What is Data Management?

A data management plan is a roadmap for how a project will handle its data. It addresses key aspects like data acquisition, management, storage, and preservation, ensuring the data are well-maintained and accessible for future use.

The effectiveness of data management hinges on its usability. Data must be properly documented, stored, and shared to be valuable to researchers, policymakers, and growers. Without proper management, the investment in data collection and analysis can be rendered useless.

The guidelines detailed in this DMP help us achieve our data-driven goals, while also optimizing the value of the data by supporting information sharing and innovation. Our data management policies aim to implement FAIR (Findable, Accessible, Interoperable, Reusable) principles while also maintaining data privacy ().

Data Life Cycle

This graphic explains the data life cycle (), in which each step requires care to ensure transparency, quality, and integrity.

Our adaptation is outlined below and the following chapters detail our internal processes and standards to follow throughout each step in the data life cycle.

DataLifeCycle

Plan

Once you have a research question, it’s good to start envisioning your research design, the location of your project/experiment, treatments, and the data you will be collecting.

Planning includes decisions about: 1)Collection Methods and Acquisition Source, 2)Data Processing and Workflows, 3)Quality Assurance and Quality Control, 4)Formats and Units, 5)Data History, 6)Metadata, 7)Backup and Security, 8)Access and Sharing, 9)Repository, and 10)Archive.
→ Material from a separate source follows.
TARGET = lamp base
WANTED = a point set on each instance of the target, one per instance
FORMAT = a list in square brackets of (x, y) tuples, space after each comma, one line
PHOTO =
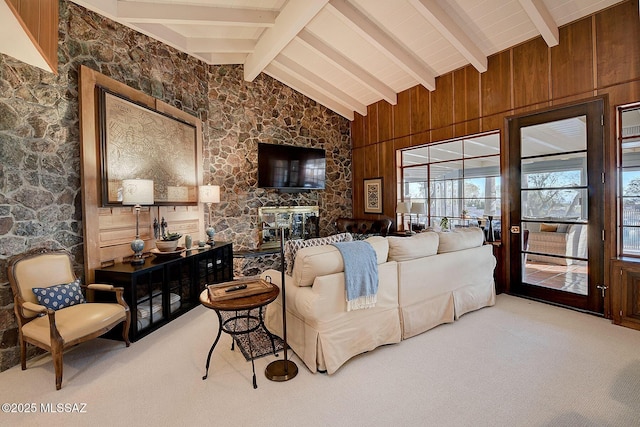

Special projects that deviate from our standard operating procedures require additional planning.

 

Acquire

We acquire data by collecting and analyzing new samples, creating/deriving new insights from existing samples, or accepting datasets from collaborators. We always comply with sharing agreements when they are placed.

 

Maintain

Maintenance involves ETL processing data for aggregation, analyses, and reporting. We create metadata that facilitates the interpretation of the data. We also store a copy of our data in a format that is accessible to our collaborators and future selves.

 

Evaluate

We evaluate data while processing and analyzing it to maximize accuracy and productivity, while minimizing costs associated with errors or tedious data cleaning labor. Evaluation workflows should be efficient, well-documented, and reproducible. Our evaluated data help us better understand how environmental factors and management decisions impact soil health.

 

Acces

Access refers to data storage, publication, and security. Raw and processed data with accompanying metadata should be stored, backed up, and available for information sharing with our partners. With PI approval, anonymized and aggregated data that does not compromise growers’ personally identifiable information can be made publicly available in a data repository or data product/decision-support tool.

 

Archive

Properly archiving our results supports the long-term storage and usefulness of our data.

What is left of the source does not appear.